In the Orlando District of the Florida Annual Conference, a dozen churches did Natural Church Development for one year and then the year end results were compared with the rest of the churches in that district. The NCD churches posted an 89% gain in new members by professions of faith. The rest of the churches declined 13%. Almost all of the NCD churches actually posted net gains in terms of their overall attendance and membership. If a church is struggling in several areas of its health, it may not be realistic to expect that they can turn around a long-standing decline in one year. But almost every church will see improvement if they take the NCD process seriously. And, most churches, even in tough situations, will see growth within two or three years after beginning the NCD process.
HOW MUCH DOES IT COST?
Much of the cost is absorbed by the Office of Congregational Development and the Guides. Churches are asked to pay a minimum of $350 for the first year, or $1 per person in average attendance up to $1000, whatever is more.
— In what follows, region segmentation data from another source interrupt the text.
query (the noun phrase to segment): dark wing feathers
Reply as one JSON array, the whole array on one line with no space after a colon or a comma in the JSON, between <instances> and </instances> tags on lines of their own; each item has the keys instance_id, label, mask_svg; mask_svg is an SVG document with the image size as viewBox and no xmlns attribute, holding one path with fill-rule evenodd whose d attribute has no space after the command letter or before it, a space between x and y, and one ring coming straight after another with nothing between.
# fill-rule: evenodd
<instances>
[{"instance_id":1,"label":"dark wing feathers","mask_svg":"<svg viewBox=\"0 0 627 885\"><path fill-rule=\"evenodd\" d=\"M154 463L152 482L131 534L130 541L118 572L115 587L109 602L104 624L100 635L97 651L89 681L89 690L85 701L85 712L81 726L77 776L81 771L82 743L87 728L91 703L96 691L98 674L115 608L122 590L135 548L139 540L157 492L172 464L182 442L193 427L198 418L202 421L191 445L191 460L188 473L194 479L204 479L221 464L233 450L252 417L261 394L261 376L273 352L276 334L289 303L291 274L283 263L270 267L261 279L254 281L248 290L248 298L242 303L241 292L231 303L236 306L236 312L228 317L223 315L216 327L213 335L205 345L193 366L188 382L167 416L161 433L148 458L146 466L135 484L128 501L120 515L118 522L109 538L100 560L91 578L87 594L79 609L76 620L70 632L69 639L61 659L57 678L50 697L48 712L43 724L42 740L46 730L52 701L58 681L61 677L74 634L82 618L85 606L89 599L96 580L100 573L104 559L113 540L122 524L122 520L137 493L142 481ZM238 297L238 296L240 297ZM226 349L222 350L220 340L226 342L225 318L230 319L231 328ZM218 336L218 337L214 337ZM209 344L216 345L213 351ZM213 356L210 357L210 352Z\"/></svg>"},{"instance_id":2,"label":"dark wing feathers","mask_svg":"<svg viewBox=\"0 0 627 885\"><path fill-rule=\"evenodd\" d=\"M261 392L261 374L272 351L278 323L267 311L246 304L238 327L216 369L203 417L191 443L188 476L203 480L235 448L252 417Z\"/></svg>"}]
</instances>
WHEN IS A CHURCH NOT READY TO DO NCD?
A church that is unsettled in terms of its pastoral appointment, who may be considering a change of appointment in the next year, needs to wait until there is clearly a stable and positive relationship between the pastor and the church. A church that is going through a crisis such as imminent relocation, hurricane recovery, or some sort of trauma/tragedy that has impacted the whole church - this church would be wise to let things settle down first, so that they can give the proper amount of attention to the NCD process.